It happens to the best.
You’ve invested heavily in time, effort and focus. It was something you wanted badly and were counting on succeeding and hitting, or exceeding, your quota.
In spite of all your care, attention and effort, you’ve been told you weren’t successful.
You finish the conversation or reading the email and sit back, swear and reflect.
What’s the best way to deal with this kind of setback?
Well, it happens to the best of us, and the first reaction might be to feel you’ve been duped or that this is now a mini-crisis.
However, you need to quickly get back on track and recognise that this might have happened now, but it doesn’t have to happen again in the future.
Here are a few recommendations you can follow that will get you up-and-at-’em again quickly and effectively.
Acknowledge it has happened.
Don’t go into denial or start blaming others or building recriminations. It’s something that happens to everyone, so you’re not being picked on by some negative force-field.
Accepting it has happened is the first step in changing the mind-set appropriately.
Share what happened with someone else
This could be a colleague or a social friend.
Simply sharing the response you got can often dissipate the feelings for you.
Resist the temptation to slag off the prospect or blame other people/situations for the loss; instead, just concentrate on the facts. This happened, that happened, what can we learn from it, now move on.

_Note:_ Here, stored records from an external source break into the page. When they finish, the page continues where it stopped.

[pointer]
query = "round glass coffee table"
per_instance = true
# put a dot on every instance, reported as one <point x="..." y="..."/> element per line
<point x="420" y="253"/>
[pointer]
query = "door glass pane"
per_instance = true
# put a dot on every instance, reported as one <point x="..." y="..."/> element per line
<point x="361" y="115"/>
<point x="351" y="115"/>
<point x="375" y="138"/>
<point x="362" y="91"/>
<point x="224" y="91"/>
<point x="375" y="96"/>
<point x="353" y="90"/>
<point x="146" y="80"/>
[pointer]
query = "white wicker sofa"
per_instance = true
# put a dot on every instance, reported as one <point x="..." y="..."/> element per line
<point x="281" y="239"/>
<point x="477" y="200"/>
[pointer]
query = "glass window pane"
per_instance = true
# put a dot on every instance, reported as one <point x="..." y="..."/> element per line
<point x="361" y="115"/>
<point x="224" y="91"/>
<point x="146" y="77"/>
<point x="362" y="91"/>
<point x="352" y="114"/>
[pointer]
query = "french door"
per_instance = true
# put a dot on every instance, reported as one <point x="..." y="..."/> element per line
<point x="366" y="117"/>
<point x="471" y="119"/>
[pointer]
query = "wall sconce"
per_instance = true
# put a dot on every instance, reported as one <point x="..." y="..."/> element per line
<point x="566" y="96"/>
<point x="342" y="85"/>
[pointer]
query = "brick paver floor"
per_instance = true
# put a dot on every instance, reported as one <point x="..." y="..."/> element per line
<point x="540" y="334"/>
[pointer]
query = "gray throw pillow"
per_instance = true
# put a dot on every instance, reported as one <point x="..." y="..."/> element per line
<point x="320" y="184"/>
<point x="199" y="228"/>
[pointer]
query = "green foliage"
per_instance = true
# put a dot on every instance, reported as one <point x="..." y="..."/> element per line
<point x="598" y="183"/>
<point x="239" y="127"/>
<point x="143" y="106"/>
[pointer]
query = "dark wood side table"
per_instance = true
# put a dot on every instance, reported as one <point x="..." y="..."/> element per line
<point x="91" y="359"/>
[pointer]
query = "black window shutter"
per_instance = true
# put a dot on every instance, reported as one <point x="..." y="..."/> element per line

It sounds simple, but it’s the best and most cathartic way of leaving it behind and pressing on.
You can’t change anything that’s happened, though you can control your response to it.
Identify learning points
If you are able to take lessons from what happened, you focus on what you could do better next time, rather than focussing on what went wrong.
Here, you don’t wallow in the victim mode; you identify what happened, you analyse how you could change if the same thing happened again and you quickly move to the place where you make sure you don’t repeat repeatable mistakes.
Remember what it feels like to win
This is a better way of viewing your past than dwelling on the losses.
You think of successes you’ve enjoyed, then ‘anchor’ them in your mind-set.
You create a winning mentality so you can feel positive the next time you pick up the phone or send off an email.
Bringing up those positive feelings of winning and closing deals with override any symptoms left from losing.
Keep everything in perspective
This may be a loss, a big one. But think of it as a dropped stitch in the woven tapestry of your career. You can pick up again and the next attempt could be successful.
As long as you learn from the experience, you can identify what you may have to do to change things around.
Remember that your true significance is not tied up with your results.
Life is much bigger than that.
If you keep everything in perspective, you won’t dwell on anything that happens and tie it in with your character or personality; instead, you’ll see it for what it is…a learning experience that can take you forward and help you achieve in the future.
Finally, keep the dialogue going with your prospect. A deal isn’t lost until it’s delivered and paid for and the client is happy. Competitors mess up. The handover from Sales to the delivery team may highlight deficiencies. Promises may be broken.
Don’t burn your bridges. Continue your professionalism.